To her credit, Kasatkina did not pretend she had played well.
“Basically,” she said, “she was much better than me today, so she deserved to win.
“I think we were both nervous at the beginning because this was (our) biggest finals so far. But during the match, she was able to manage her nerves and stuff and I was still a little bit tight. It is what it is.”
Osaka looked less stressed but said looks can be deceiving.
“I think towards the end,” she said, “I didn’t know that I won match point. So then, I was sort of like Caveman SpongeBob.”
(There’s a quote you don’t get a lot at sports events).
“I don’t really know what is going on right now,” Osaka continued. “I really feel like I have another match I have to play tomorrow, and it really didn’t sink in that I won.”
She said that anybody who thought she looked calm was wrong.
“I was extremely stressed and extremely nervous,” she said. “But my plan was to, like, fake that I’m very calm. I’m glad it worked.”
Osaka was calm enough to convert four of seven break points. She was calm enough to win 60 of the 100 points played in the match.
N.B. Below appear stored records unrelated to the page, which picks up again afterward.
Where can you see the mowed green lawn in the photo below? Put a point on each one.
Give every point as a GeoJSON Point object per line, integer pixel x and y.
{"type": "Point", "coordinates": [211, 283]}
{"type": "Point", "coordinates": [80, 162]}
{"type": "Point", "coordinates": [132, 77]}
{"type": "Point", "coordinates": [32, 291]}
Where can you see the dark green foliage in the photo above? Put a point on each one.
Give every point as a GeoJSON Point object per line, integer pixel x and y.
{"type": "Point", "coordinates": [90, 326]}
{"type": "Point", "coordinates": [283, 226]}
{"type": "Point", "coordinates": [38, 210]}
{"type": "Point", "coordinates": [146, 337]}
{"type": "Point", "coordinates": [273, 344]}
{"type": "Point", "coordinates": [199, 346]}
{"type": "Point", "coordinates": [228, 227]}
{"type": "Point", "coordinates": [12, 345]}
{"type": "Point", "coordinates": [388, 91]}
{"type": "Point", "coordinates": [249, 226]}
She wasn’t calm enough to get through her on-court acceptance speech without some glitches. She hemmed and hawed and eventually told the audience — in a packed stadium that seats 16,100 on a day when the tournament sold a record 18,347 tickets to get onto the grounds — that she had just delivered “the worst acceptance speech of all time.”
She explained later, “I knew what I was going to say, in what order. But when they called me, I freaked out. I just started saying whatever came into my mind. ...Yeah, it was pretty embarrassing.”
In a few days, Osaka’s victory will sink in. Later Sunday, she got on a private jet for the trip to her next big tournament in Miami. She said she would share the plane with Kasatkina, who is playing in the same event. Osaka said she won’t know what kind of discussion they will have.
“I don’t know how to start conversations,” Osaka said.
She will not need a conversation starter when she looks at her winner’s paycheck of $1.3 million, which nearly doubles her career earnings.
Her Sunday final? Pretty it wasn’t. Profitable it was.